Das Durchgriffsmodell wäre in der Praxis zudem mit besonderen Herausforderungen für die Vertragsgestaltung verbunden. Es würde voraussetzen, dass die jeweilige auftraggebende Partei im Subauftragsdatenverarbeitungsvertrag ausschließlich Rechte der übergeordneten Partei vereinbart (Vertrag zugunsten Dritter). Da in Auftragsketten der erste Auftraggeber wechseln kann, müssten Subauftragnehmerverträge ggf. umgestaltet werden oder intransparent Weisungsund Kontrollrechte unbekannter Dritter regeln.[5]

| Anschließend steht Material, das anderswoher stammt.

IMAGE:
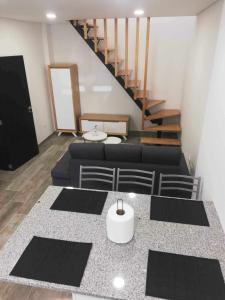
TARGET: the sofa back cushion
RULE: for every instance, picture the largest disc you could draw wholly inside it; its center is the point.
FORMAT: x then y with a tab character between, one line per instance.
161	155
92	151
123	152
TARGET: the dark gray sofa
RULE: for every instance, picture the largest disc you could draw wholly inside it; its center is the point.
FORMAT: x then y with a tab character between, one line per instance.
168	160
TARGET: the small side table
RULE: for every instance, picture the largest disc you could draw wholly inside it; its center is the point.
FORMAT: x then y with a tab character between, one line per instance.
95	136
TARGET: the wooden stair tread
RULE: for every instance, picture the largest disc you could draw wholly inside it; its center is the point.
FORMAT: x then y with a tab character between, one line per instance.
160	141
141	95
112	61
108	50
132	83
123	72
165	128
153	103
166	113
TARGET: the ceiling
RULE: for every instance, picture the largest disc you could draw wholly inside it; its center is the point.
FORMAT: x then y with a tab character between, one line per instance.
35	10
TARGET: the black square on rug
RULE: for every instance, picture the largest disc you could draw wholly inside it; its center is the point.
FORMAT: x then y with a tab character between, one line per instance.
81	201
178	211
55	261
180	277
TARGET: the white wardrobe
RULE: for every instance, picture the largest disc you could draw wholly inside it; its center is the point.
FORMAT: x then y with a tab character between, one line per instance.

b. Im „Stufenmodell“ kommt die Rolle des Auftraggebers in Bezug auf den Subauftragnehmer C dem Auftragnehmer B zu. Dafür, dies anzunehmen, spricht, dass es der Auftragnehmer (B) ist, der ein Vertragsverhältnis zum Subauftragnehmer (C) eingeht und diesen beauftragt.

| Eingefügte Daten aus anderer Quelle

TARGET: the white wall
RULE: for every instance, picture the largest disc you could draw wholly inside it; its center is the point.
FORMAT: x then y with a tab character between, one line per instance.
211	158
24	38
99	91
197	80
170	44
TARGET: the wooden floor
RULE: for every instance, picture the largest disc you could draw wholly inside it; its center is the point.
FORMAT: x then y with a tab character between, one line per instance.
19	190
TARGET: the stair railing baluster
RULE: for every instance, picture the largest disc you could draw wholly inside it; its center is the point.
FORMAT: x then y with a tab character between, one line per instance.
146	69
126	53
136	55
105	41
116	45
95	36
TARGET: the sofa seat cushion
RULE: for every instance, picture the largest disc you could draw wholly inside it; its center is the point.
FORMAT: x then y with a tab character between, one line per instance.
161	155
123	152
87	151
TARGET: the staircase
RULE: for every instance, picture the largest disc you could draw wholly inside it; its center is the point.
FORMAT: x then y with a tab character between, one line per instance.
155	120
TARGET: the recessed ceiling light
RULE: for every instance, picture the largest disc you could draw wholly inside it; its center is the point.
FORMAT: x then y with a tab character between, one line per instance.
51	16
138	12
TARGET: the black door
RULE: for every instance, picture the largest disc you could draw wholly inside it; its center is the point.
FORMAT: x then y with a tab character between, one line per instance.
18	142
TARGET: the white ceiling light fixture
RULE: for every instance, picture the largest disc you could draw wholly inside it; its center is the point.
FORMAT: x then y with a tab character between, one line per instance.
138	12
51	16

§ 11 Abs. 1 BDSG regelt, dass im Falle der Auftragsdatenverarbeitung der Auftraggeber (A) für die Einhaltung der Datenschutzvorschriften verantwortlich bleibt. Deshalb mag es auf den ersten Blick irritieren, dass ein Auftragnehmer (B), der nach der Grundkonzeption der Auftragsdatenverarbeitung nur ein „verlängerter Arm“ des Auftraggebers (A) ist und deshalb per definitionem keine Gestaltungs- und Entscheidungsspielräume hat, gegenüber dem Subauftragnehmer (C) die Rolle eines Auftraggebers – also die der „verantwortlichen Stelle“ – einnehmen kann. Der Auftragnehmer, der einen Subauftragnehmer beauftragt, vereinigt im Stufenmodell beide Rollen in einer Person bzw. Stelle. Aus seiner Rolle als Auftragnehmer heraus beauftragt er (und nicht sein Auftraggeber) den Subauftragnehmer. Eine solche „dritte Rolle“ ist neben Auftraggeber und Auftragnehmer im Gesetz – insbesondere in § 11 Abs. 1 BDSG – zwar nicht ausdrücklich benannt, sie wird jedoch vorausgesetzt, wenn § 11 Abs. 2 Satz 2 Nr. 6 BDSG von einer Berechtigung des Auftragnehmers zur Begründung von Unterauftragsverhältnissen spricht.
Der Anschein einer Unvereinbarkeit des Stufenmodells mit der in § 11 Abs. 1 BDSG vorgesehenen Rolle des Auftraggebers als verantwortlicher Stelle löst sich jedoch auf, wenn man bedenkt, dass der Auftragnehmer nach dem Stufenmodell im Verhältnis zum Subauftragnehmer die Auftraggeberrolle ausschließlich im Rahmen seiner Auftragnehmerverantwortlichkeit übernimmt.
Im Stufenmodell gibt es eine lückenlose Verantwortung für die Daten. Entsprechend dem Schaubild 2 handelt es sich nämlich um ineinander verschachtelte Auftragsdatenverarbeitungsverhältnisse, die jeweils exakt dem gesetzlichen Muster folgen.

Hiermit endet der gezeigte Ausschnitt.